Restoring forests involves all aspects of soil evaluation, a site-appropriate choice of tree species, fertilisation measures, but also forest management. Simple anaerobic conclusions based on the open-cast mining environment are not possible, as recultivation areas have specific growth conditions.

In the Lusatian lignite mining district, industrial mining of raw materials has left deep scars on a landscape scale. Since the start of scheduled forest recultivation at the beginning of the 20th century, around two-thirds of the areas returned have been afforested or left to natural reforestation.

As a component of the operational plans under mining law, forest recultivation shows how attractive, ecologically valuable and productive habitats can be created within a forest generation. Even experienced foresters find it difficult to differentiate between “dump forests” and similarly structured stands of the same age in open-cast mining areas.

The FIB e.V. supports forest recultivation by developing suitable cultivation and management recommendations for special site conditions, based on modern forest ecosystem research. Not only the growth of wood is of interest. Other equally important sustainability criteria for successful restoration include species and structural diversity, an intact nutrient turnover or the carbon balance of the new forests.

Last but not least, forest recultivation research is concerned with the use of soil-improving substances and fertilisers. Field trials and technical experiments are carried out for this purpose.


In the course of general global warming, an increase in the annual mean temperature in our region of around one degree Celsius since the 1960s can be demonstrated. This worrying trend is continuing. A further warming of 2.3 to 3.5 degrees Celsius is expected by the end of the century – depending on the climate scenario. By contrast, the further development of precipitation remains quite unclear. This makes it all the more necessary to develop forward-looking adaptation strategies that can cope with forecast uncertainties.

In the “Climate Risk Region of Lusatia”, as in open-air laboratories, different tree species and forest structures can be evaluated in terms of their climate and location dependency. FIB e.V. is currently investigating around 50 forest ecosystems typical of the region in terms of hydrology, soil and growth. Annual ring analyses provide information on forest development to date, but also on the reaction of tree species to extreme events.

After the summers of the century in 2018 and 2019, drastic losses in growth and vitality can be demonstrated. While the common pine, for example, is particularly susceptible to heat, Sessile Oaks and Birches react sensitively to precipitation deficits if the trees have had enough water available to produce abundant biomass by then.

Are dump forests and other forests on special sites stable in the long term? How sustainable is forest recultivation and how should the forest functions be assessed overall? Which tree species, origins and genotypes are particularly suitable?

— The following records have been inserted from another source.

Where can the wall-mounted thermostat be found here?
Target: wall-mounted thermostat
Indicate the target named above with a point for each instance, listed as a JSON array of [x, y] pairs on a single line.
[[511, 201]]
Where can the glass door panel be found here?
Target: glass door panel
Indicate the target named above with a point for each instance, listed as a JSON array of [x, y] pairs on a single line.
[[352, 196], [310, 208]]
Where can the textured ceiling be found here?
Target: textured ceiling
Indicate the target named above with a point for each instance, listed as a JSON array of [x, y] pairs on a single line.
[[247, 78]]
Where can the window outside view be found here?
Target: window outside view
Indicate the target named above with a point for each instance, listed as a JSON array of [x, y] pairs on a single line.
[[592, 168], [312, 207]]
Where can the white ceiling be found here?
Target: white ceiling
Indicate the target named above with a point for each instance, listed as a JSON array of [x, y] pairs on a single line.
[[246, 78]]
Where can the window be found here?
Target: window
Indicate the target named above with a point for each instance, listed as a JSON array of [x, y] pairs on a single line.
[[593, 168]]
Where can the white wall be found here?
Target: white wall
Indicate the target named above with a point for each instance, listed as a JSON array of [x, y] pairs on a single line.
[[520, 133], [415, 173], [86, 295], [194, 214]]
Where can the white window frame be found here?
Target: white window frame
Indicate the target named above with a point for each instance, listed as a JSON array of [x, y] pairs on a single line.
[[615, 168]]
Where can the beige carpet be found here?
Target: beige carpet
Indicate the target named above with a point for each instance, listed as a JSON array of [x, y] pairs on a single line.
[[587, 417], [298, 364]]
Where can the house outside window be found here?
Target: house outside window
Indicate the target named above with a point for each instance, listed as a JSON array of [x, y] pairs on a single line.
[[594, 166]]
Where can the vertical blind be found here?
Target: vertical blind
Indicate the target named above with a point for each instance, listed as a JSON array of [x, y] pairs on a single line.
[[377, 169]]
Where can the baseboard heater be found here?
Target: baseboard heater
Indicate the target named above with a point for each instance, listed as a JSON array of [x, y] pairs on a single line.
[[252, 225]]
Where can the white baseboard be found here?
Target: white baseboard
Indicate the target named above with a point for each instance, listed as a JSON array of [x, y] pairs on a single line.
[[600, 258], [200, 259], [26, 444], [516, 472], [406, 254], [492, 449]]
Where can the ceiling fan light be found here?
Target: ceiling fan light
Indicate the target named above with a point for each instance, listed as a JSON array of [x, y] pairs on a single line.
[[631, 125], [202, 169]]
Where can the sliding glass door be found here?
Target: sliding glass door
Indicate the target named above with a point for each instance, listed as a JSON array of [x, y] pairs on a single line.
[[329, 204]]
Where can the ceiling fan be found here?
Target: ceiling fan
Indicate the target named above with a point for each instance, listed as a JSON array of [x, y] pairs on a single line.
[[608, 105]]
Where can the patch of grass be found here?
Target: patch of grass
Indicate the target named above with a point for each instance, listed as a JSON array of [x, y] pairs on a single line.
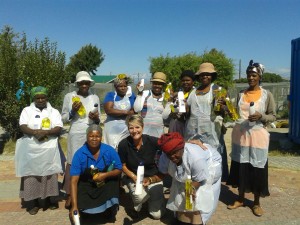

At the FIB e.V. such and other ecological questions are answered with different methods. For example, water and material balance studies are carried out to characterise the system behaviour in more detail. Using complex forest growth simulations linked to climate scenarios, the future development of wood growth can be estimated. Particular attention is paid to mixed and unevenly aged stands.

Ecophysiological studies, for example on photosynthesis efficiency, provide information on the general vitality and drought or heat tolerance of woody plants. It can therefore be assumed that the growth pattern to date does not allow conclusions to be drawn about future forest growth. On the other hand, woody plants can adapt to environmental changes much more than previously assumed, be it through epigenetic mechanisms or adapted shape proportions.

For some time now, our research activities have concentrated on the conversion of site-unfavourable pure coniferous wood stands into near-natural mixed forests with a high proportion of hardwoods. This concerns both dump reforestation and “grown” forests. In this context, we are also testing new technologies for timber harvesting and logging. For example, since 2010 and in cooperation with the Brandenburg State Forestry Service, FIB e.V. has been conducting extensive technical trials under practical conditions.

The measures will be economically and environmentally sound, in particular to protect the soil from permanent damage and to ensure the passability of return routes. In addition to more “classical” soil-physical methods, such as the determination of pore size distribution or in-situ measurements of water infiltration, innovative imaging and analytical measuring methods are also used. High-resolution close-range photogrammetry is particularly promising as an alternative to terrestrial laser scanning (LiDAR).

Another key issue is the minimisation of nutrient exports in forest use. To this end, the nutrient stocks in the individual tree compartments are determined on the basis of biomass functions and sample tree felling, and transferred to the stand or timber harvesting measure via yield measurements.